Some other options that help keep talking to a minimum include:
- Changing students seats – sometimes separating to chatters is all that needs to be done
- Giving students extra work to do – crossword puzzles, Sudoko, books to read, etc.
- Circulating the room during quiet work – sometimes the presence of the teacher beside a talker will stop the disturbances before they happen
- Stop Talking – when the teacher stops talking, waiting for silence, students notice
- Quiet Game – allow students to talk for 3-5 minutes, once time is up, students work silently – teacher times the length of their quiet work (Since this is a game, have a prize that students receive after they complete several periods of quiet work.)
Note: Students often talk because they finish their work quickly or they are bored. Supply these students with a basket or area where they find extra credit work to complete. The result is a win/win solution.
Older students argue that they are not talking, when they obviously are.
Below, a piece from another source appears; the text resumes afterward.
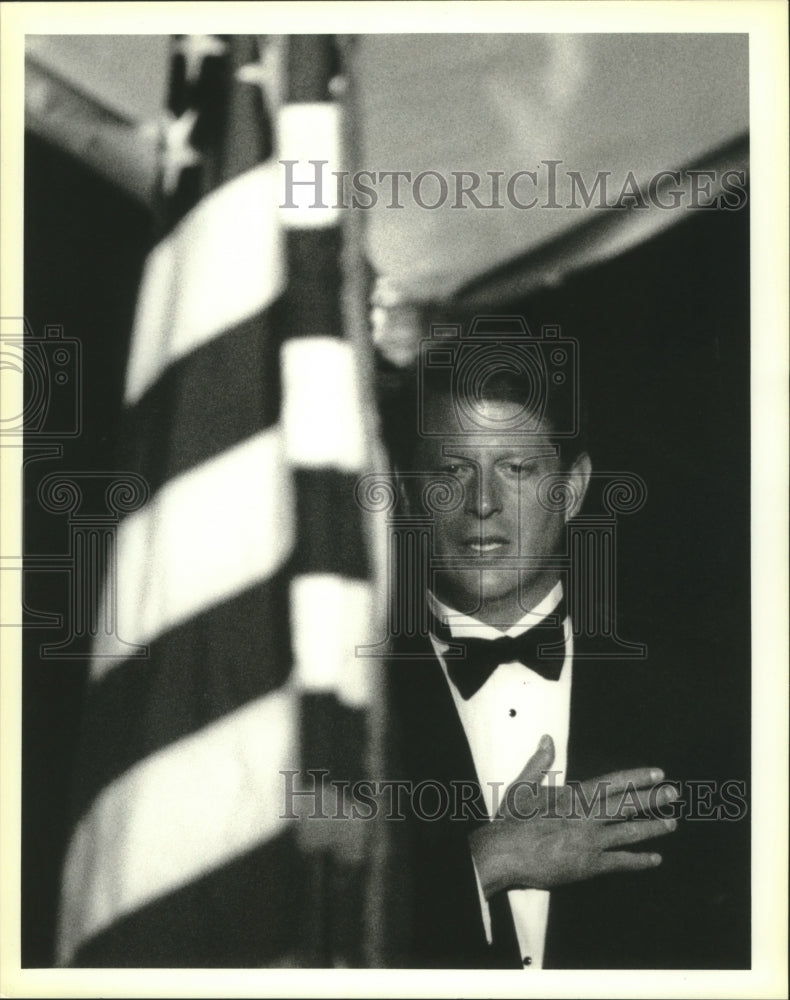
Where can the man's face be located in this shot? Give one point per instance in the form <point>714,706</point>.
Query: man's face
<point>501,533</point>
This makes the teacher wonder if they know how to communicate.
One way to stop students' "non-talking" is to give them a list of what "not talking" means. Lief Danielson, from the English Teacher, gives a list of that has a proven track record. He advises that once the teacher posts the list, if there is talking, have the student offenders write the list inside the cover of their notebooks. According to Danielson, most students only need to do this once.
Students often speak out, sometimes overriding others who are talking. This habit is as disruptive as an elementary classroom of chattering students.
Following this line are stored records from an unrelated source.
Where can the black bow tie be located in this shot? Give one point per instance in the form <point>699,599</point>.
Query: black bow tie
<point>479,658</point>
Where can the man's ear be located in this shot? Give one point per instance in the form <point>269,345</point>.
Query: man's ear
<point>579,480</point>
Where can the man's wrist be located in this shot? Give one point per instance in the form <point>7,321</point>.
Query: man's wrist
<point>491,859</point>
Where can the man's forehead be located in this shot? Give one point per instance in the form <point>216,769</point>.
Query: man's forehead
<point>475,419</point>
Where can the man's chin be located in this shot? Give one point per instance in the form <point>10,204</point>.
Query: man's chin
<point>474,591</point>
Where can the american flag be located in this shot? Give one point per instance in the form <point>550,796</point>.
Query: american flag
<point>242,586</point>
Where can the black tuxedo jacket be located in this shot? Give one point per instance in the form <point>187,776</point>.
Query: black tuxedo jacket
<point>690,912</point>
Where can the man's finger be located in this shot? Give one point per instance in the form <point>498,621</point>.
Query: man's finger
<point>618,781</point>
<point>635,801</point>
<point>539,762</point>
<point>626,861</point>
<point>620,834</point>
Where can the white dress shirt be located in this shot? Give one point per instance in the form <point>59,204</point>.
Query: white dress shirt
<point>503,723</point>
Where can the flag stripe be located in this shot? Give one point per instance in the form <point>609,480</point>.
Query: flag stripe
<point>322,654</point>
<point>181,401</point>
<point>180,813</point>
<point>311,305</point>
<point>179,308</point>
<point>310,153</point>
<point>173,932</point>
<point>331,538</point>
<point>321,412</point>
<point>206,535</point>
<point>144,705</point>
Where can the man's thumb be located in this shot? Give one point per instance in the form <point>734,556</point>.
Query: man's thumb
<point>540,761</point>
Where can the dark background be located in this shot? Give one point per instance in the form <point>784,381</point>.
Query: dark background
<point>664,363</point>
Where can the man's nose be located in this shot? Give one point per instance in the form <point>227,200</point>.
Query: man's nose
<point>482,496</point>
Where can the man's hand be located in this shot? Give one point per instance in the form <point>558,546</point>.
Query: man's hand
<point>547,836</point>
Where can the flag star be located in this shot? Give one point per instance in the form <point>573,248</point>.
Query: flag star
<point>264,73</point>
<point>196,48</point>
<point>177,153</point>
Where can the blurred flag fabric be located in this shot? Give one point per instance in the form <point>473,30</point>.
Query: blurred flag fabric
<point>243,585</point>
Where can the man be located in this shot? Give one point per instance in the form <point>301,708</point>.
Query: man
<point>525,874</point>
To prevent this, set the stage before asking the class a question. For instance, make the statement that questions are about to be asked of the entire class. Tell the students that everyone's answers are important, only those who raise their hands without speaking will be called upon.
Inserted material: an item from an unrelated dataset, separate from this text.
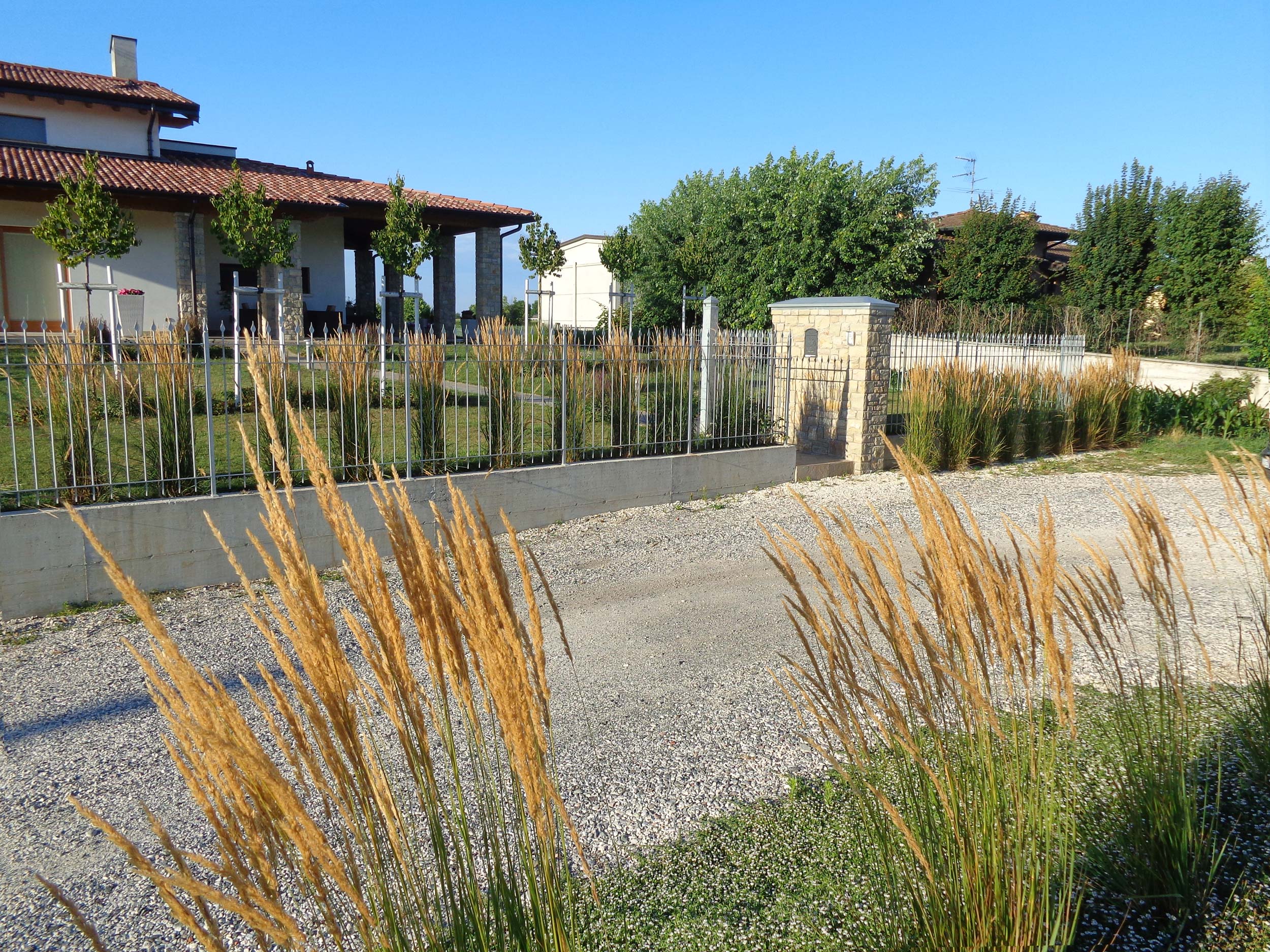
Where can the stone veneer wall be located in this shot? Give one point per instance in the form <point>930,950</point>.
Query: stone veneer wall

This simple strategy works well, especially with middle and high school students. Remember positive reinforcement is best. Tell students that if everyone complies with raising their hand, at the end of class there will be a reward such as an extra day to study for an exam.
If students continue to talk, taking away something that is a luxury is the best consequence. Removing a privilege, such as recess, works when not abused. Also, it is necessary to be consistent. If the consequence is no recess for 10 minutes, don't get soft hearted after 5 minutes and allow the student to go to recess.
Never humiliate a student. This only creates future difficulties as well as causes the student emotional trauma.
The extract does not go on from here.